Why only three stars? At times the author is over-confident and/or too outspoken. Her partisanship can undermine what might otherwise be a valuable discussion. For example, in dismissing the proponents of separate sex education she resorts to name-calling and innuendo, using "separate but equal" - terminology that is historically loaded and judicially rejected - to simply dismiss another point of view, rather than give the other side any benefit of scientific doubt. On this topic the author perhaps reveals a lack of understanding of science or at least the specific scientific topic involved.

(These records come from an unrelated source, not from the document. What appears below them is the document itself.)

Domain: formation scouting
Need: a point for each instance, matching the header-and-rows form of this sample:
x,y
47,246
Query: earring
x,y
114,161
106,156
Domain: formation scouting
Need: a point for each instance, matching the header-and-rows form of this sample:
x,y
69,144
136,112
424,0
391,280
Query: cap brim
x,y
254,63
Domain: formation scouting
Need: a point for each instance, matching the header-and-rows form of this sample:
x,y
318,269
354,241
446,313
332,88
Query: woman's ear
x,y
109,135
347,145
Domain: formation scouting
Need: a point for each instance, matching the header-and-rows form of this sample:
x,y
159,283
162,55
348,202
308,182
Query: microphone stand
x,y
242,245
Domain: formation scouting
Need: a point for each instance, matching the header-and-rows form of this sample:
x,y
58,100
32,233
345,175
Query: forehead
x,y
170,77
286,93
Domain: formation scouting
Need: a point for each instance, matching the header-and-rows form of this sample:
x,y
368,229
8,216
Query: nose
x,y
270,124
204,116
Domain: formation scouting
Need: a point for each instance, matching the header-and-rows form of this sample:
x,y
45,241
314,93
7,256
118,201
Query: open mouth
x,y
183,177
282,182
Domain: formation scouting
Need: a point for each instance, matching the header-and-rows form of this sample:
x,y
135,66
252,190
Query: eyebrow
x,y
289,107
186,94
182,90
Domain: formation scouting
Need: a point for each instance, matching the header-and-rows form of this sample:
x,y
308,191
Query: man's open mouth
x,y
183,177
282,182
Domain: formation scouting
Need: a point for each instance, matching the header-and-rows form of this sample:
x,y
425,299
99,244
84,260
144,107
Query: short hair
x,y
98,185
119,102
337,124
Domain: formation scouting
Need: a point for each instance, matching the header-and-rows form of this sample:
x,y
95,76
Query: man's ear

Some Good Points But Obnoxiously Smarmy Tone Overshadows Them April 27, 2008 1 out of 7 found this review helpful
Ms. Jacoby has some valid points to make, especially when it comes to the media, pop culture, and government-run schools. Unfortunately, her obnoxiously arrogant rants against religion made it very difficult to for me to get through her book. Her tone is what some like to call "snarky" but that usually comes across as mean-spirited hostility. Think Michael Moore on the left or Ann Coulter on the right. This type of arrogant insulting of those with whom the author disagrees often completely overshadow the legitimate merits of his or her argument. Incivility has the tendency to "turn off" anyone who does not already 100% agree with him or her.
Ms. Jacoby describes religious believers as "willfully ignorant", the Bible as "supernatural fantasy", a belief in anything other than atheistic Darwinian evolution as a "cockamamie idea", and calls faith a "toxic" force that is one of the chief "enemies of intellect, learning, and reason". She approvingly quotes PBS journalist and noted liberal Bill Moyers, who calls Christians "ideologues [who] hold stoutly to a worldview despite being contradicted by what is generally accepted as reality." And that's just in the first chapter of the book!
It's really too bad that Ms. Jacoby has let her personal grudge against religion (and Christianity in particular) bias her writing because portions of "The Age of American Unreason" are excellent.
Age of Unreason April 22, 2008 4 out of 25 found this review helpful
The subject is an excellent one, unfortunately the author makes a mess of it with poor reasoning, questionable facts, little documantation with the grand finale turning into a political rant. My advice, don't waste your time.